Sun Microsystems Inc. is hoping to entice more developers and software makers to create applications for its Sun Grid initiative.
At the GridWorld conference in Boston Wednesday, Sun is rolling out a partner program for ISVs and a community program for developers, all designed to grow the Sun Grid.
Sun in February introduced the Sun Grid, which lets users access compute resources—including both Suns UltraSPARC systems and servers running on Advanced Micro Devices Inc.s Opteron processors hosted in several global data centers—for $1 per CPU hour and the Sun Grid storage utility.
Aisling MacRunnels, senior director of utility computing for Sun, said the program has grown more quickly than the vendor had expected.

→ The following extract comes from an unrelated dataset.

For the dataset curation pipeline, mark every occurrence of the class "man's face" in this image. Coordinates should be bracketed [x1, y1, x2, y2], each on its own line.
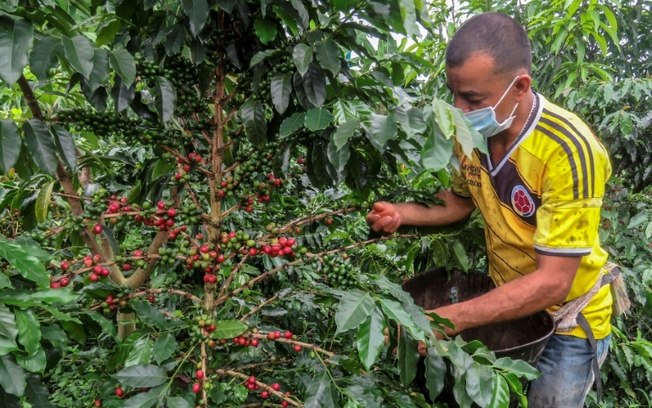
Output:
[446, 51, 517, 121]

“Theres been enough interest from large institutions that weve been having a hard time keeping up with that interest,” MacRunnels said.
That demand from larger institutions has forced Sun, of Santa Clara, Calif., to push back until next month retail access to the grid, she said.
However, the key for continued growth of the grid initiative will come from ISVs and developers, who fuel the development of intellectual property that can be used there, MacRunnels said. “Unless you have a community of developers and a community of ISVs, you cant really be a leader in IT,” she said.
At the grid show, Sun is unveiling the Sun Grid Readiness Program, where ISVs can access the necessary resources to port and build applications based on Suns grid technologies. The resources include Suns N1 product family and the Sun Grid Rack System—Opteron-based Sun Fire servers that are preloaded with the Solaris 10 operating system to enable end users to quickly create a grid computing environment. Sun developed the rack system as a way of helping users ease into grid computing.
Other resources include Suns Grid Toolkit, containing everything from downloads to Web-based training sessions, and a catalog of available solutions based on the Sun Grid.
In addition, Sun is unveiling the Sun Grid Developer Community, which gives developers the tools needed to develop commercial applications for the grid as well as areas to collaborate with peers and exchange codes and ideas. Initially, the program will grant qualified developers up to 100 CPU hours on the grid for creating applications, MacRunnels said.
The idea of offering compute resources as a service is one being pursued by several companies, including Sun rivals such as IBM. With the Sun Grid, customers can access the grid via credit cards, then develop their applications or complete their projects. Once theyre done, they can get off the grid, and are billed $1 for every CPU hour used.